Conspiracy theories are Wilson's thing, and the drawings touch on such mainstays as aliens and government mind control. One of her drawings, however, describes the shortcomings of these ideas: "They offer neat and complete answers to very complex problems that then lead to the abandonment of a search for deeper solutions."
"The Global Appeal of Liberty" (2005), a suite of drawings that gave the exhibition its title, exemplifies Wilson's approach, in which various voices address related subjects in a stream-of-consciousness manner. The girls build a boat and contemplate leaving America as a GI describes insurgent attacks. They express a strange pleasure in the idea of government complicity in 9/11: "having all our worst fears confirmed gives us a measure of comfort." Hanging by nooses from palm trees, they expound on the nature of evil in the face of Abu Ghraib while analyzing the flaws of anti-war arguments. The final drawing classifies our Mideast adventure as yet another government lie, as some deem the official accounts of the JFK assassination and Pearl Harbor to have been. But, afloat in their boat, the girls predict the collapse of the current corrupt system and affirm, "There's a twinkle in the eye of every conspiracy theorist, a glimmer of hope for a better life."

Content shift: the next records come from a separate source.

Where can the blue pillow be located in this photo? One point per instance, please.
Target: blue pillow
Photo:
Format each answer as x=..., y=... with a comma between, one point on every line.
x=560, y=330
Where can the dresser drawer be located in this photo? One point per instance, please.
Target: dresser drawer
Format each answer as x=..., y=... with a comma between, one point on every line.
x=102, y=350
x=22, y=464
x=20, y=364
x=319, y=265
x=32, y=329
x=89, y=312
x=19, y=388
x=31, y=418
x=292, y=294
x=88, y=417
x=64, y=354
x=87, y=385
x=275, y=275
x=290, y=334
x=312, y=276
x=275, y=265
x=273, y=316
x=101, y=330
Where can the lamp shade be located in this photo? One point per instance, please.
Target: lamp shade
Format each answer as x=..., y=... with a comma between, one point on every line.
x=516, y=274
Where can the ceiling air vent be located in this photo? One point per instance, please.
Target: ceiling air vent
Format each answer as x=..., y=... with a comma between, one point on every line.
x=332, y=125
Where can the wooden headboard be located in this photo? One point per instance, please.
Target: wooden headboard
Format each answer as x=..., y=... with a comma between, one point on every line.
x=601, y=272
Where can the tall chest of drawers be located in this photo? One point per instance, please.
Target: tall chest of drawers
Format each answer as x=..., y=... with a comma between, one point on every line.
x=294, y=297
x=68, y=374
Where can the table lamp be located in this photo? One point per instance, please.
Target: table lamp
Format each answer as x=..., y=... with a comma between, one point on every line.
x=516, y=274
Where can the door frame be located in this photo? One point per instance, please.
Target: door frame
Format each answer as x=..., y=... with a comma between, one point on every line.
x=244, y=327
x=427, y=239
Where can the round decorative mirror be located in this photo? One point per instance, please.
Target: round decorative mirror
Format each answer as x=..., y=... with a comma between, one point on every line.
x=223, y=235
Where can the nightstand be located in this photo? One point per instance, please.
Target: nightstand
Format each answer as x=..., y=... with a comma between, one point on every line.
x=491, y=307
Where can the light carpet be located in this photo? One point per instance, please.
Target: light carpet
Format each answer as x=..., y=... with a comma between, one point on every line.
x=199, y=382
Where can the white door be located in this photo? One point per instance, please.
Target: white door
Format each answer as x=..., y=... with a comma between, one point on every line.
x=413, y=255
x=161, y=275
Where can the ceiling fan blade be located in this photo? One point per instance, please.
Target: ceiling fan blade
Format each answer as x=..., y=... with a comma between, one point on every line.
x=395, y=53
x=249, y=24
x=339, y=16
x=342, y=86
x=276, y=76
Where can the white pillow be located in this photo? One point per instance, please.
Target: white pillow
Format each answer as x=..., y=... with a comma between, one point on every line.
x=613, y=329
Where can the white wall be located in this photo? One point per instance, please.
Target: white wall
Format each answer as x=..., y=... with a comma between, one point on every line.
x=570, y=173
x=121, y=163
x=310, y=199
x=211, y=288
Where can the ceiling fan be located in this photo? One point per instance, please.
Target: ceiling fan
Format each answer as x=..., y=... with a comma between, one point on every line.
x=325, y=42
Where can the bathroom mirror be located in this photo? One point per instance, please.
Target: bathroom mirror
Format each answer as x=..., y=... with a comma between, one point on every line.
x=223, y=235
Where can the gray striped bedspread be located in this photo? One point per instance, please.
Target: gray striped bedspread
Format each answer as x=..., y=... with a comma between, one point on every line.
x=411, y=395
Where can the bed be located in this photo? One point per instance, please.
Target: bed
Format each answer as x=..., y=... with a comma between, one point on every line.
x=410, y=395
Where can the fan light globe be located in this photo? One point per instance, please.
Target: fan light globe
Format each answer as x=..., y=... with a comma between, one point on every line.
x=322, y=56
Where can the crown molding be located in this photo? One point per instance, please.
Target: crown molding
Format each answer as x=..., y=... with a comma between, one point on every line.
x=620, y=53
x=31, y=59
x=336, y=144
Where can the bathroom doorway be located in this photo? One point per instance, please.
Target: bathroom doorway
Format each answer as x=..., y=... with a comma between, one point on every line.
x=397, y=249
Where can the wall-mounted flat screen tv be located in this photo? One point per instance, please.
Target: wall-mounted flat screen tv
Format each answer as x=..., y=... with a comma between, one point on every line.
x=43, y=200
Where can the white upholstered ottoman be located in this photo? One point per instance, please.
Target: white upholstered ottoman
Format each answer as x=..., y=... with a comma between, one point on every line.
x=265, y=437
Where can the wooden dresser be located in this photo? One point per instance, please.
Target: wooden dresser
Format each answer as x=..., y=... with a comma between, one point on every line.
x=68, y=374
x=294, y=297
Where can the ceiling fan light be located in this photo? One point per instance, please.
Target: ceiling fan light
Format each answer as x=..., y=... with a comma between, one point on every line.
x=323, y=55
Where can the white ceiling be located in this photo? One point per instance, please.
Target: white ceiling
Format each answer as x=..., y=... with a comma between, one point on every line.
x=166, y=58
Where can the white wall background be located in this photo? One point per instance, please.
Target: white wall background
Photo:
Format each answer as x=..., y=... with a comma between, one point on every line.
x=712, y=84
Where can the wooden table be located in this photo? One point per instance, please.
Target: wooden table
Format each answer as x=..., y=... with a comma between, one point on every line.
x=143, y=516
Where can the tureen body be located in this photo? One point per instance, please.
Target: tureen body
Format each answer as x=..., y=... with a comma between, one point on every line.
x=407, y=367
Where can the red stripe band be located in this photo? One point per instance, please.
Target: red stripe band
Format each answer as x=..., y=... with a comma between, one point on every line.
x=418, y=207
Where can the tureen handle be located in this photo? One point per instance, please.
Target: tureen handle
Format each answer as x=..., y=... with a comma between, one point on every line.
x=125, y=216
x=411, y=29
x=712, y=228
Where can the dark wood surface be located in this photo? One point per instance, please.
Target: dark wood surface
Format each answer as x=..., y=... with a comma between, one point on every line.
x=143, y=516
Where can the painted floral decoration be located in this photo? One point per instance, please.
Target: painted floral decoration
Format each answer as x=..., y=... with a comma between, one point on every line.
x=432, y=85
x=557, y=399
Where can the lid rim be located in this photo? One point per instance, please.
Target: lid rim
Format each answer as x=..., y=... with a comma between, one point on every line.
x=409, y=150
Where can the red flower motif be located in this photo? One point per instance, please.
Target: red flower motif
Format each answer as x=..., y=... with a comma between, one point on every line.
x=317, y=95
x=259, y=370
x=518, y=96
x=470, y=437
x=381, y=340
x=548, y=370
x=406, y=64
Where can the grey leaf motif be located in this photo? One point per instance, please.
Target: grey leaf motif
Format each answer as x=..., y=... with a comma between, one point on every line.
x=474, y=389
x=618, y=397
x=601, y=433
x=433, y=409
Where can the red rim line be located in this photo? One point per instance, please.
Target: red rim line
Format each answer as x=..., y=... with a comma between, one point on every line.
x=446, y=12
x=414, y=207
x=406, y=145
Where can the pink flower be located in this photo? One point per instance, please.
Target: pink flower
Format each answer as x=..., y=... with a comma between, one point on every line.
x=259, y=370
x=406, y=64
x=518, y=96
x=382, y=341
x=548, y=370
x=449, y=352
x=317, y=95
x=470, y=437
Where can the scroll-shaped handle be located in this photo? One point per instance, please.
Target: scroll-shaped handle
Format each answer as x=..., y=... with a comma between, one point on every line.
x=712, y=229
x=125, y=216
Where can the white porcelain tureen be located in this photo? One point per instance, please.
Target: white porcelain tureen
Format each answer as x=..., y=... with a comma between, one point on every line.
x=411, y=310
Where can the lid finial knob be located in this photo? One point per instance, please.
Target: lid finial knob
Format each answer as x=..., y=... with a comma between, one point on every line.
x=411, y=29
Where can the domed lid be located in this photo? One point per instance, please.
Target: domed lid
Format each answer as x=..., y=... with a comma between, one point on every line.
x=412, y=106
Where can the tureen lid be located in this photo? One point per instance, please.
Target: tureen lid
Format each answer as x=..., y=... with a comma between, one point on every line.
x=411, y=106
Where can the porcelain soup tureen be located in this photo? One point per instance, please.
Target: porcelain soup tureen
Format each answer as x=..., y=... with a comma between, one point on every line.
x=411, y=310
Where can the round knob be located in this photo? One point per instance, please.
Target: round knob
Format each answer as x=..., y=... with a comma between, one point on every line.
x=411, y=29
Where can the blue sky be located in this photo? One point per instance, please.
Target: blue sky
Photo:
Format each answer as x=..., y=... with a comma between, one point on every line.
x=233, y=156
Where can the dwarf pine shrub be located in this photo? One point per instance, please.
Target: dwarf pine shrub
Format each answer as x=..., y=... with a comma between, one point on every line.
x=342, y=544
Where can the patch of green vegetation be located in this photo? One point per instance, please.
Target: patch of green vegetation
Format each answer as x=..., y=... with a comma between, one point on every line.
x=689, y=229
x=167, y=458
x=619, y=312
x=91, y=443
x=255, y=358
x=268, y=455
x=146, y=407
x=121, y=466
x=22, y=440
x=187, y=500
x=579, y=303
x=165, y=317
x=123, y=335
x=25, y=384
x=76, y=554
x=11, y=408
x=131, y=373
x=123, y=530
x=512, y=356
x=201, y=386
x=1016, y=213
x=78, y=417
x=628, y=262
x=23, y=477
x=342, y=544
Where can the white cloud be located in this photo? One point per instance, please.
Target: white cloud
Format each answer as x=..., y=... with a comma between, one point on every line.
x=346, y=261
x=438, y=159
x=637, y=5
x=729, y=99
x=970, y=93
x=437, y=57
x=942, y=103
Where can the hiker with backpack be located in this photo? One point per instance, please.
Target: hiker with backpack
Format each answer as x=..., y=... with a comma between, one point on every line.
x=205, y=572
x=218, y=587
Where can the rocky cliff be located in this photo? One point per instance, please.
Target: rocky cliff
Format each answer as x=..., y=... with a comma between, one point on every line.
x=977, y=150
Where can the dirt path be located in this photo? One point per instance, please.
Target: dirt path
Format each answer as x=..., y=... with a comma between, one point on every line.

More often, though, the tone of the works is despairing: "Is the point to get us all so sick with heartache that we simply stop trying?" In the end, Wilson uses fervid whispering as a response to alienation. Plagued with fear just before the 2004 election, watching people go happily about their business, a character in one drawing wonders with horror, "Is it just me? Am I the only one?" In Wilson's drawings, we find out we're not alone.